I don't like reality shows (OK, I've been known to watch DVDs of Hell's Kitchen for the pure, operatic drama) and I did not begin this blog intending to star in my own. But when I was a fledgling, beginner amputee five years ago I scoured the inter-web for What Life Could Be Like with less than four limbs. More recently I went looking for what I could expect from a surgery that would affect me differently than it would a bi-ped.
In that spirit I'll share with you some of my upcoming experiences (sigh) as an above-knee amputee going through knee replacement and PT. Tomorrow at 9:30 am the Journey Begins. They call it "Joint Camp." (No, not that kind of joint.) I hope I get a T-shirt.
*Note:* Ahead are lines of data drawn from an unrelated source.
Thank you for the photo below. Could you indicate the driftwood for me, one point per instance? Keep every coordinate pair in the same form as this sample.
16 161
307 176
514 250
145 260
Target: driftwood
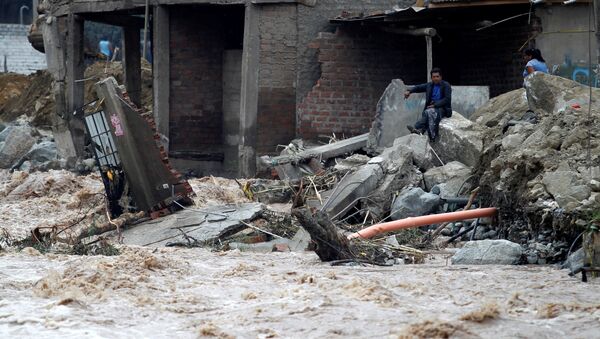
331 244
114 224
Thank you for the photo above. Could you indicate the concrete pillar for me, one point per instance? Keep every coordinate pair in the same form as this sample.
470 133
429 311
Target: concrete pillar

Another reason to share this detoured summer--I was supposed to ride my horse, remember--is that it's a way to spit in Christian Science's eye. Secrecy is a defining characteristic of that church. You never tell anyone other than your nearest & dearest when you face a challenge; to speak of an error is to give it power over you. (The belief of power, whatever that means. The belief of pain still feels like pain.)
Secrecy is also supposed to be critical to protect your experience and growth from the potentially damaging judgments and opinions of non-Christian Scientists. Although it only hurts you by causing you to fear, turning your own beliefs against yourself. Even an all-powerful CS god can't protect you from your own whacked-out thoughts. (Or something. It's late, tonight.)
When I was bedridden for a year at fourteen, suffering with a messy and undiagnosed infection in my left leg, my Christian Science practitioner (or rather one of a series) was my aunt who lived across town. And though her grown daughter--my cousin--was a close friend of my mother, and though she visited me often that summer, and was herself a Christian Scientist, and was close to her own mother (my aunt), the wall of silence about what had happened to me was impermeable. Twenty years later my cousin was shocked to hear I'd had a bone disease. She'd thought I'd been kicked by a horse.
And in my late twenties, I spent most of my first pregnancy (still a Christian Scientist) in a sweat of pure terror after a nurse-midwife commented my leg looked as though I'd had tuberculosis, and maybe the doctor would call for a chest x-ray. It was possible, she said, that my baby could be born sick. I refused the test; I suffered through the pregnancy shaking with fears I was not allowed to share, fears my practitioner refused to listen to, fears I didn't believe would be defused by medical tests. I didn't think I'd had tuberculosis...but I had no way of being sure. So I prayed, and cried, and prayed some more.
My daughter was born perfect after a straightforward labor and delivery. Besides amazed and deliriously happy, I was relieved. And exhausted. I didn't think my prayers had caused the healing of or protection from dormant tuberculosis...but I had a feeling Christian Science might claim it had.
After I left the religion I had another daughter after an exciting pregnancy (a horse fell on my leg) but this time I wasn't afraid. I was excited and happy to be a human surrounded by human love and human skills.
And here I go into the unknown to help blaze a trail for amputees--and why not, bi-peds are welcome too--through the wilderness of Total Knee Replacement. (It's not the knee on the side of disease: that was taken care of the afore-mentioned amputation.)
I'm glad and honored to have you reading this blog. I have a lot on my mind besides joints and prosthetics, so bear with me. I'll be gone for a bit this week and then, hopefully, back on the keyboard by next week.
Crutches, walker & cane are at the ready; my bed is raised up enough that I can slip on my prosthesis when I have to get up, knee-less for all purposes for a while. But hell, it's just a flesh wound. And like the camel up the road, I've got the right to spit. Christian Science had better put on its shades.